В отель я отправился длинной дорогой, чтобы подышать свежим воздухом. В кармане лежала наполовину опустошенная бутылка виски, которую я оставил на ночь, но бар отеля все еще был открыт и казался довольно спокойным и безопасным, поэтому я отправился туда. В этом баре мне вряд ли грозила случайная встреча со знакомыми. Там никого не было, кроме мужчины и женщины, которые сидели в креслах и разговаривали. Музыка звучала так тихо, что я невольно слышал их слова. Кресла были повернуты в одну сторону, и это окрашивало беседу обреченностью: говоря друг с другом, они устремляли слова в никуда, словно думая о чем-то другом. Наверное, они и чувствовали эту обреченность. Мужчина был значительно старше женщины, и даже стараясь не слушать — слишком многое мне пришлось выслушать за один день, — я не мог не уловить, что они сравнивали свои катастрофы, личные и общественные. Мужчина остался с носом после биржевого кризиса в начале девяностых. Я слышал, как он произносит имена, знакомые мне в связи с этими событиями, и слова вроде: «Финансовая инспекция совсем упустила из виду… поскольку они некомпетентны… ясное дело, легко рассуждать задним числом… но все-таки… а нам досталось по полной… у нас было двадцать два объекта стоимостью… и мы ушли с пустыми…»

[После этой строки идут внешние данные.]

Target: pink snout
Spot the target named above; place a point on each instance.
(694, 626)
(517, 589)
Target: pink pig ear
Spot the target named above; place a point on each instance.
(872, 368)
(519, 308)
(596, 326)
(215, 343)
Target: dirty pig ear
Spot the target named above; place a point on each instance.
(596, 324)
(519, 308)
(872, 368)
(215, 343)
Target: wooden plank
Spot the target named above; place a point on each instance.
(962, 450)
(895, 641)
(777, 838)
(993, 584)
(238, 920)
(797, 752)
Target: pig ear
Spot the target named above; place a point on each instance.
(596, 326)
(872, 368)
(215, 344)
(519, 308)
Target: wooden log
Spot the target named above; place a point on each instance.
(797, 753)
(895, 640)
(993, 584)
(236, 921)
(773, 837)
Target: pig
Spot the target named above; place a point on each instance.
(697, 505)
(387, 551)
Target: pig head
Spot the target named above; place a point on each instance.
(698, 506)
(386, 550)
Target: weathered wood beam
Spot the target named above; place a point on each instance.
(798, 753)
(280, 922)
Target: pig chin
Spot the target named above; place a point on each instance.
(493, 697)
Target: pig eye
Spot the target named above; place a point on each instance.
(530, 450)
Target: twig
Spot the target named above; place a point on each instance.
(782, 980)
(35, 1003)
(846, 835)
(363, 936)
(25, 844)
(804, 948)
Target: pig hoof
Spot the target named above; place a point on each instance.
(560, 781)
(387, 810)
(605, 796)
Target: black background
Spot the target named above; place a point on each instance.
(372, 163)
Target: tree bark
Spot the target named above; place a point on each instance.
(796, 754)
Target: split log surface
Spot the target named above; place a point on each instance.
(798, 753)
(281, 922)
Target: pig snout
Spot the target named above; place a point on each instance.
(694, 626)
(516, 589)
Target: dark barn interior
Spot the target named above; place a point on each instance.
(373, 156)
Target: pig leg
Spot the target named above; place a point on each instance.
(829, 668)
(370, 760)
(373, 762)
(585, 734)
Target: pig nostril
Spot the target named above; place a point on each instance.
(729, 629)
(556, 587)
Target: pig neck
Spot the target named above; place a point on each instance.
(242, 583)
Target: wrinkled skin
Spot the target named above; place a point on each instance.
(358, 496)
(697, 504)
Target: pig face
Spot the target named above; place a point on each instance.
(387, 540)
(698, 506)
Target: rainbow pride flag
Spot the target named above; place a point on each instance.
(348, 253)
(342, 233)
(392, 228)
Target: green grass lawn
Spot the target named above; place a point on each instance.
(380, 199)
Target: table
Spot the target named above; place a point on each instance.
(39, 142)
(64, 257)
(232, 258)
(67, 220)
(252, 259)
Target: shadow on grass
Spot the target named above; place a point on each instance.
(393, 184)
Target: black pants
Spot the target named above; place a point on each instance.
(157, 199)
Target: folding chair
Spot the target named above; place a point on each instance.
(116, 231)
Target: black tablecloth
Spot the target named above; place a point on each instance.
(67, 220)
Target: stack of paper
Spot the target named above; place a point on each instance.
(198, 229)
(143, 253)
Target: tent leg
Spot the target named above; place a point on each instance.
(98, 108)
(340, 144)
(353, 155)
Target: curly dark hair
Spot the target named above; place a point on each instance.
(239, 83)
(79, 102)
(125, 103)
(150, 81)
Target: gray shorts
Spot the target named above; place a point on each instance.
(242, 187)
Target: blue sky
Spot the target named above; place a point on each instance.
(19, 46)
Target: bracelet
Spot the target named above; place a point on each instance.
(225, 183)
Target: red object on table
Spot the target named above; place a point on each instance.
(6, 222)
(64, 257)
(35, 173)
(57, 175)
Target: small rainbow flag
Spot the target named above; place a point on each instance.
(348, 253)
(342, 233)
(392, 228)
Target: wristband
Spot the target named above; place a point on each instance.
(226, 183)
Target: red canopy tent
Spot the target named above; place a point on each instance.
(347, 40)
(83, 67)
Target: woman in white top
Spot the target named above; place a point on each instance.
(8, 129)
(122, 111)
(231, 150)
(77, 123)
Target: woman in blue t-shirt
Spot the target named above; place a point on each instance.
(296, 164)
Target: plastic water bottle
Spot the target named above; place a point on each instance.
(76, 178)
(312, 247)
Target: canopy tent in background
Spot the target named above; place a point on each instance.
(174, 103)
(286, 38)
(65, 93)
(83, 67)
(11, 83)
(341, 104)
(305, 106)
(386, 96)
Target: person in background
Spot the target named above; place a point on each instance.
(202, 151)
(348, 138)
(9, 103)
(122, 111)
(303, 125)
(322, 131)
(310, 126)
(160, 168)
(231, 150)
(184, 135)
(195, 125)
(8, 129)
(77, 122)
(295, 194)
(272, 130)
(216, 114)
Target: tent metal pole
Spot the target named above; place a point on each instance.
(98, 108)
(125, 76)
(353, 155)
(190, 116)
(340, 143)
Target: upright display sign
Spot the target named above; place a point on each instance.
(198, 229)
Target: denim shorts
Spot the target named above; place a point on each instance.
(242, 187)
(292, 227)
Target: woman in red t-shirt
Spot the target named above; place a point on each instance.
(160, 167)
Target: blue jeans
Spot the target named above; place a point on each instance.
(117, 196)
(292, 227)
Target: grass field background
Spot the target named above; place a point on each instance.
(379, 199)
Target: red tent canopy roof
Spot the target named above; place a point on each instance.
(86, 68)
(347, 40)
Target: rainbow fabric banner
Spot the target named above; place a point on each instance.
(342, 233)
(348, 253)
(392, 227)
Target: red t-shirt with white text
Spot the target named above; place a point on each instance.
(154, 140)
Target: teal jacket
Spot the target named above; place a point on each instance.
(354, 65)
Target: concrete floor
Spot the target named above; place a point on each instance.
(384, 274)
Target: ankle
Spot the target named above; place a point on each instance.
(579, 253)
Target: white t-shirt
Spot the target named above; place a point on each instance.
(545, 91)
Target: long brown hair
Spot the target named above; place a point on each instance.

В конце того же десятилетия лопнул другой пузырь — раздувшийся от непомерных надежд, возлагаемых на информационные технологии, и поднявший биржевые котировки некоторых предприятий до небес. Очевидно, эта женщина пережила падение вместе со всеми, кого настигла эта беда: «Ведь если бы я вовремя вышла… в тот же день он сказал „на полном ходу“… но не получилось…»

Мужчина и женщина сравнивали разные положения, говорили о вещах, мне недоступных, но поскольку оба они выглядели далеко не нищими, я предположил, что речь также идет о стратегиях выживания. «Тогда, во время реконструкции…» — говорил мужчина, и женщина-единомышленница подхватывала: «Да, точно…»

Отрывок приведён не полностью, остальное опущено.